Eagle Filesystems#

Home File System#

The Home File System (HFS) subsystem on Eagle is a robust NFS file system intended to provide highly reliable storage for user home directories and NREL-specific software. HFS has a capacity of 182 TB. Snapshots (backup copies) of files in the HFS filesystem are available up to 30 days after change/deletion.

/home

The /home directory on Eagle resides on HFS and is intended to hold small files. These include shell startup files, scripts, source code, executables, and data files. Each user has a quota of 50 GB.

/nopt

The /nopt directory on Eagle resides on HFS and is where NREL-specific software, module files, licenses, and licensed software is kept.

Parallel File System#

The Parallel File System (PFS) on Eagle is a parallel Lustre file system intended for high-performance I/O. Use PFS storage for running jobs and any other intensive I/O activity. The capacity of 17 PB is provided by 36 Object Storage Servers (OSSs) and 72 Object Storage Targets (OSTs) with 3 Metadata Servers, all connected to Eagle's Infiniband network with 100 Gb/sec EDR. The default stripe count is 1, and the default stripe size is 1 MB.

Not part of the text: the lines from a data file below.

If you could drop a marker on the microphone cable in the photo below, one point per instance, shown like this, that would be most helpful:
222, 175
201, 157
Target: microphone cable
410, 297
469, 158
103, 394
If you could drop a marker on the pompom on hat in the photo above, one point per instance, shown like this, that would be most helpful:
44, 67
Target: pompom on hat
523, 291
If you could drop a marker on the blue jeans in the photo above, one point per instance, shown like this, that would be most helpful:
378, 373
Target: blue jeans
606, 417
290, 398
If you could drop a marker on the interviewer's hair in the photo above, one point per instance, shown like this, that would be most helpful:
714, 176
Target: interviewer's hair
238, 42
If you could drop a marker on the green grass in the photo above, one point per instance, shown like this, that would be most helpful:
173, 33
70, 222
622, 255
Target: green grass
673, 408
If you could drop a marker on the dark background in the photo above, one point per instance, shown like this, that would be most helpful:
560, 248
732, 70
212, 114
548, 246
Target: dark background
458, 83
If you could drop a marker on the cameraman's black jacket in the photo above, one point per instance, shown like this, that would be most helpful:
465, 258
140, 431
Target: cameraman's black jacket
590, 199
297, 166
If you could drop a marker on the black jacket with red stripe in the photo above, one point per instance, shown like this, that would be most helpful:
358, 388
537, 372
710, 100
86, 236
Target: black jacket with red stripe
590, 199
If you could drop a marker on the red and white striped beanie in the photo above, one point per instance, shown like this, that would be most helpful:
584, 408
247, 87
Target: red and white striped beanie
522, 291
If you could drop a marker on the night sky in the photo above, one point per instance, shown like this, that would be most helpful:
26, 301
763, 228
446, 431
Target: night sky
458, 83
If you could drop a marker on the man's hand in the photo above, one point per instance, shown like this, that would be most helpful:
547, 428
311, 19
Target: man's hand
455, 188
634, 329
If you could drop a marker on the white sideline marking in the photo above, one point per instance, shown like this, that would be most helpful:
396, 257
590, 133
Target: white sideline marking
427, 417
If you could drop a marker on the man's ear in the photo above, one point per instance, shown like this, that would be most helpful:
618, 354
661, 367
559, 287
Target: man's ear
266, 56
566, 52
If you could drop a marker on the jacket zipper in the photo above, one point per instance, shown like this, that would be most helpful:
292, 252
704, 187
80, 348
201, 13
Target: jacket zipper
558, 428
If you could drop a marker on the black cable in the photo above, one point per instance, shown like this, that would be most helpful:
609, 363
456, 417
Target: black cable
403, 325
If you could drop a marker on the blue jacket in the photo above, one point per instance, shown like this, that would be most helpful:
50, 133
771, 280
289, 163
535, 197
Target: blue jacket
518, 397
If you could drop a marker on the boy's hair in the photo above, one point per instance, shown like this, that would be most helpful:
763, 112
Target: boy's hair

The PFS hosts the /scratch, /projects, /shared-projects, and /datasets directory.

There are no backups of PFS data. Users are responsible for ensuring that critical data is copied to Mass Storage or other alternate data storage location.

/scratch

Each user has their own directory in /scratch. Data in /scratch is subject to deletion after 28 days of inactivity.

/projects

Each project/allocation has a directory in /projects intended to host data, configuration, and applications shared by the project.

/shared-projects

Projects may request a shared project directory to host data, configuration, and applications shared by multiple projects/allocations.

/datasets

The /datasets directory on Eagle hosts widely used data sets.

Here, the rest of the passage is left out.